Leonore si alzò, mostrando una splendida spada che un paio di servi le avevano porto.

“Questa spada è il mio personale dono al vincitore. Su di essa è impressa il sigillo reale e rimarrà in possesso della famiglia vincitrice, nei millenni a venire. È di perfetta fattura, impreziosita da pietre preziose e metalli pregiati. Chiunque di voi la vincerà, la potrà sfoggiare con orgoglio. E ora ripassiamo le regole. Tutti i candidati si sfideranno in uno scontro iniziale, utilizzando tutti la stessa arma, che verrà scelta dalla regina. Non verranno ammesse altre armi, pena la squalifica. Saranno ammessi cambi di forma, utilizzo di poteri magici ed elementali, veleno ed ipnosi. Sarete tutti insieme, e gli sconfitti verranno eliminati dal torneo. Quando avrete raggiunto un numero prestabilito, il demone che vedete appostato su quella torre suonerà la tromba. I nomi dei rimanenti verranno scritti e riposti in un’urna e saranno le piccole mani della principessa Carmilla a scegliere e sorteggiare gli abbinamenti per gli scontri successivi, uno contro uno. Per motivi pratici, gli scontri si svolgeranno in diverse giornate, permettendo a tutti di recuperare le forze e dare il massimo. Ospiti miei e degli edifici più lussuosi della città, spero che questo torneo vi permetta di rimanere impressi nella memoria degli abitanti di Dite. Buona fortuna”.

Si alzò un grido d’entusiasmo, mentre i contendenti prendevano posto per il primo scontro.

“Dove sei stato?” mormorò il re, rivolto a Keros che era tornato al seggio accanto al sovrano.

“A fare un giro…” gli rispose il principe, vago.

“Stai bene? Ti vedo palliduccio…”.

“Sto benissimo. Non vedo l’ora di iniziare. Anche se non mi aspettavo di vedere Arikien fra i partecipanti”.

“E perché no? Basta che questo non ti distragga. Sei il rappresentante della famiglia reale, vedi di fare bella figura”.

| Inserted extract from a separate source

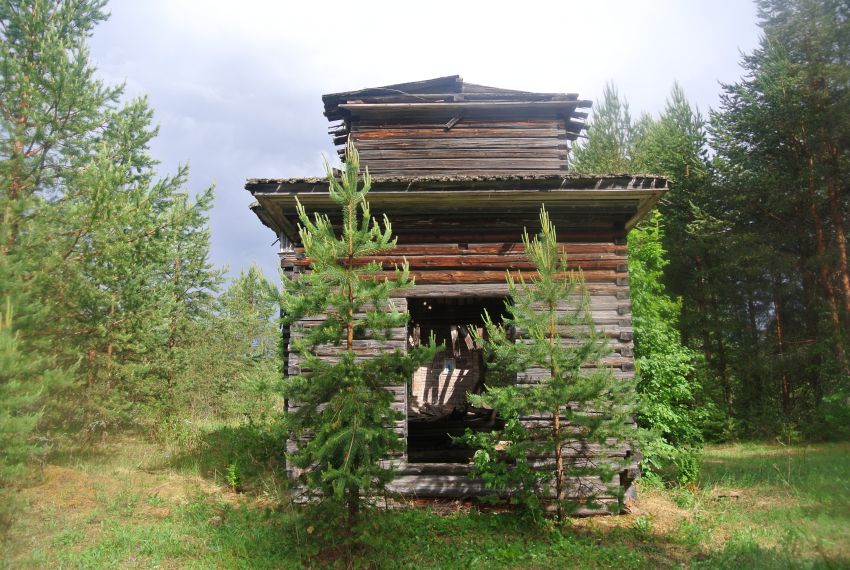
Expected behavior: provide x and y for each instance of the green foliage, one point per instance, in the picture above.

“Cercherò di non farti annoiare…”.

Il principe si alzò, per dirigersi all’arena. A Leonore fu affidato il compito di scegliere quale arma far utilizzare a tutti i guerrieri e lei, dopo alcuni minuti di riflessione, aveva optato per un bastone lungo. Le sembrava l’arma più adatta a non provocare ferite gravi o morti. Una volta che tutti i guerrieri ebbero tra le mani il bastone, con il divieto di usare altre armi, gli scontri iniziarono.

 

Le famiglie rivali erano facilmente individuabili: si massacravano di botte in modo efferato, ben più feroci rispetto agli altri partecipanti. Arikien, in principio un pochino spaesato, non si lasciò spaventare dai demoni che lo circondavano ed iniziò a combattere. Lucifero osservava tutti con attenzione, trovando alquanto divertente lo spettacolo. Alcuni demoni non avevano nemmeno idea di come usare l’arma assegnata ed erano quasi ridicoli, mentre inciampavano e si infuriavano con loro stessi ed il bastone. Keros si guardava attorno, notando come in molti tentassero di evitare lo scontro con lui. Ridacchiò, divertito. Dovevano essere impauriti all’idea di ferire il rappresentante della famiglia reale, indispettendo Lucifero. Fu allora il principe a cercare la lotta, non volendosi annoiare troppo. Si muoveva con agilità, guadagnandosi gli applausi del pubblico e sconfiggendo avversari. I presenti stavano realizzando che sconfiggere, o comunque far bella figura, combattendo contro il principe, non poteva che arrecare prestigio e lustro al proprio casato. Lucifero ghignò soddisfatto, mentre il mezzodemone roteava il bastone e respingeva gli attacchi.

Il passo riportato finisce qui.